3. Gearbox according to claim 1 or 2, comprising:

- a first gear (40a) of the drive module (4) integral with rotation with a first gear (60a) of the reduction module (6);

- a second gear (40b) of the drive module (4) integral with rotation with a second gear (60b) of the reduction module (6);

the number of teeth of said first (40a) and second (40b) gears of the drive module being equal (4), and

the number of teeth of said first (60a) and second (60b) gears of the reducing module (6) being different from each other and different or equal with respect to the number of teeth of said first (40a) and second (40b) gears of the driving module (4) .

4. Gearbox according to any of the preceding claims, comprising a central module (5) fixed in rotation comprising gears (50b).

5. Gearbox according to claims 3 and 4, wherein said central module (5) comprises a first and second gears (50b) in rotation with said second gears (40b, 60b) of the drive module (4) and of the reducing module (6).

6. A gearbox according to claim 5, wherein the number of teeth of said first and second gears (50b) of the central module is equal to the number of teeth of said second gear (40b) of the drive module (4).

7. A gearbox according to claim 3, wherein said first gears (40a, 60a) of the drive module (4) and the reduction module (6) are integral in rotation by means of a rotation axis (7a).

8. Gearbox according to claim

3, in which the number of teeth of the second gear

(60b) of the reducing module (6) is less than the number of teeth of the second gear (40b) of the driving module

(4) .

9. Gearbox according to claim

3, in which the number of teeth of the first gear (60a) of the reducing module (6) is greater than or equal to the number of teeth of the first gear (40a) of the driving module (4).

10. Gearbox according to claim 3, wherein said first (40a) and second (40b) gears of the drive module (4) are linked together by at least one linkage gear (40c).

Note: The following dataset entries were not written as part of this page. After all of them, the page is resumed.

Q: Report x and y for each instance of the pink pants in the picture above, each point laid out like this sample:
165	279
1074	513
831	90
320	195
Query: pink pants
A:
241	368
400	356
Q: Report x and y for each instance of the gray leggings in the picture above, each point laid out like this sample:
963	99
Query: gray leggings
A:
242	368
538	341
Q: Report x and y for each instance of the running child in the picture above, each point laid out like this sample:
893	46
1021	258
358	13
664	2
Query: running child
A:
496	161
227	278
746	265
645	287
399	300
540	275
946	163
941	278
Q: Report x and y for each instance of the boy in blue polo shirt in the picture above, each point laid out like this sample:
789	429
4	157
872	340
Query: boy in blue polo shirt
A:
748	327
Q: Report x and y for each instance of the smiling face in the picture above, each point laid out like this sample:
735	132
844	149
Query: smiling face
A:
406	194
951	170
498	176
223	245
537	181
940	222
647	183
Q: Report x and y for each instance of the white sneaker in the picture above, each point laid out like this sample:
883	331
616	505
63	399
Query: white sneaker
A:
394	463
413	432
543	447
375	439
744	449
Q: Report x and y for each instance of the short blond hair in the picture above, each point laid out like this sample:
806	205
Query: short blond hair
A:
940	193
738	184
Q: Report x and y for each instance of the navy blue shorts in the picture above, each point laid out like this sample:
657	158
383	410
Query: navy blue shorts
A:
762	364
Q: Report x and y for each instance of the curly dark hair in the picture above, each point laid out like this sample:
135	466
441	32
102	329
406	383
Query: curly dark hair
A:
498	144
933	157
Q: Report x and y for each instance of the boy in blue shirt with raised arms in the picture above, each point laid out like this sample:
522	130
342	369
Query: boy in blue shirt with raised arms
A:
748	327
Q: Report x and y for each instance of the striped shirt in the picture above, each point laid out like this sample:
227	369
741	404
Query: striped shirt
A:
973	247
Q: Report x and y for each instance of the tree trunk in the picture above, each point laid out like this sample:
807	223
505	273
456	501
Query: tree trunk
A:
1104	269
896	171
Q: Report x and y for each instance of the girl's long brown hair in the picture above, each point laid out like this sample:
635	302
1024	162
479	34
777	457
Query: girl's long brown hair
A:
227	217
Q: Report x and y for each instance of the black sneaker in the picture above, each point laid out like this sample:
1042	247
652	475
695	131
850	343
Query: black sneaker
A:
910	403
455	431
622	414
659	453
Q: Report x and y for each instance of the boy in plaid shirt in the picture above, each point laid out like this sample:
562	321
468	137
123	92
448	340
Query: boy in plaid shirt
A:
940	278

11. Gearbox according to claim 3, wherein said first (60a) and second (60b) gears of the reducer module (6) are linked together by at least one pair of link gears (60d) integral with each other. , but with different number of teeth.

12. Gearbox according to any of the preceding claims, wherein said gears are bevel gears.

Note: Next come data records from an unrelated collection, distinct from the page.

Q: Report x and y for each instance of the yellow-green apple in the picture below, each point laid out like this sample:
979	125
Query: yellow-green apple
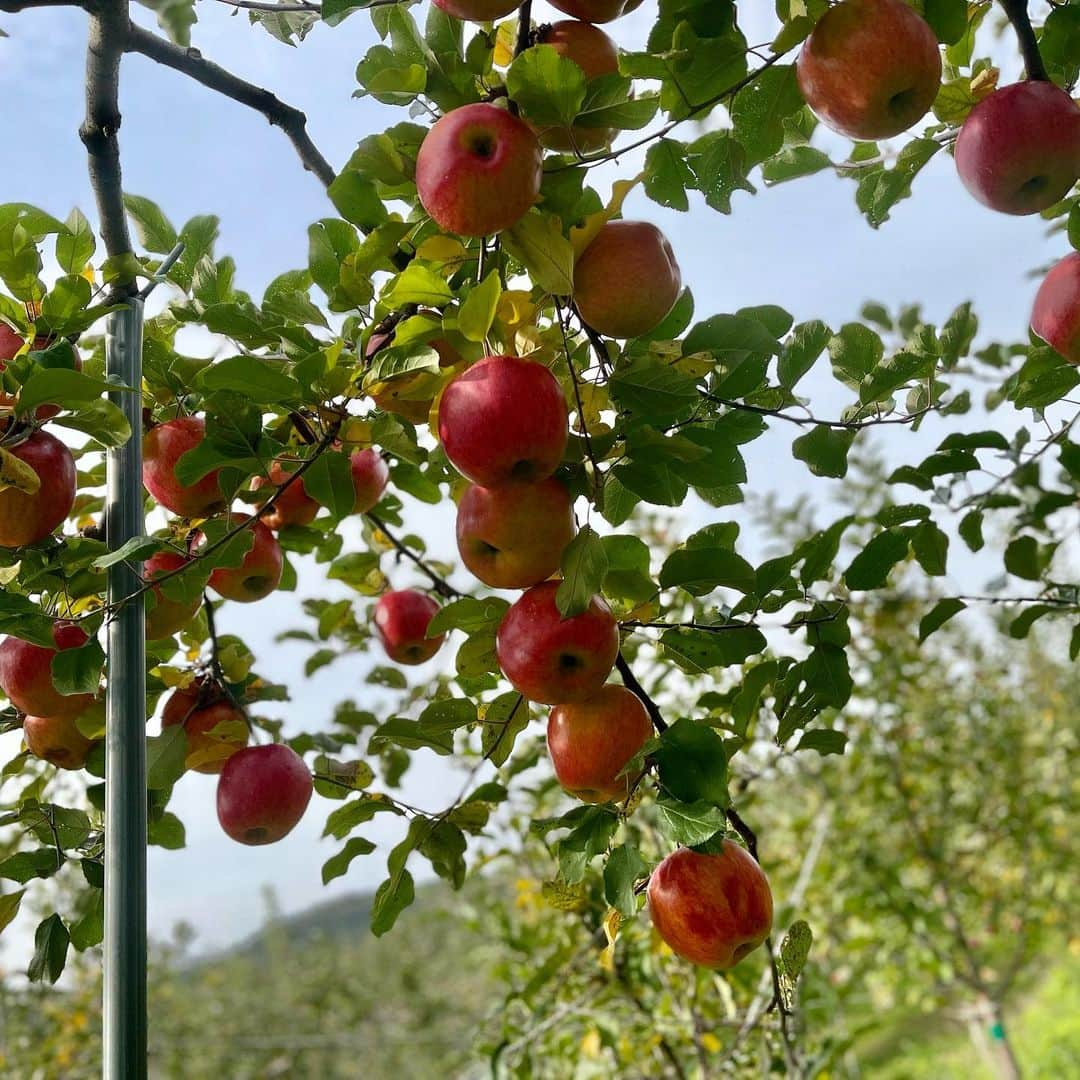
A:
402	618
871	68
712	909
1018	150
216	728
369	476
503	419
294	505
595	53
258	575
513	536
262	793
26	674
28	516
162	447
57	741
478	170
595	11
591	742
165	617
626	279
551	659
1055	316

13. Reducing module (16) for a gearbox, comprising an input shaft (12) and an output shaft (13), characterized in that it also comprises a first gear of the reducing module (160a), a second gear of the reducer module (160b) and an input gear (150e), said input gear (150e) being linked with two link gears (150a, 150b), one of which (150a) is jointly rotated with the first gear of the reduction module (160a) through a rotating shaft (17a) and the second (150b) is integral with rotation with said second gear of the reducing module (160b), the number of teeth of said first gear of the reducing module being (160a) different from the number of teeth of said second gear of the reducing module (160b).

14. Reducer module according to claim 13, wherein said first gear of the reducer module (160a) is linked to a second gear of the reducer module (160b) by at least a first pair of link gears (160d) integral with each other. .

15. Reducing module according to claims 13, wherein said link gears (150a, 150b) rotate at the same speed in opposite directions.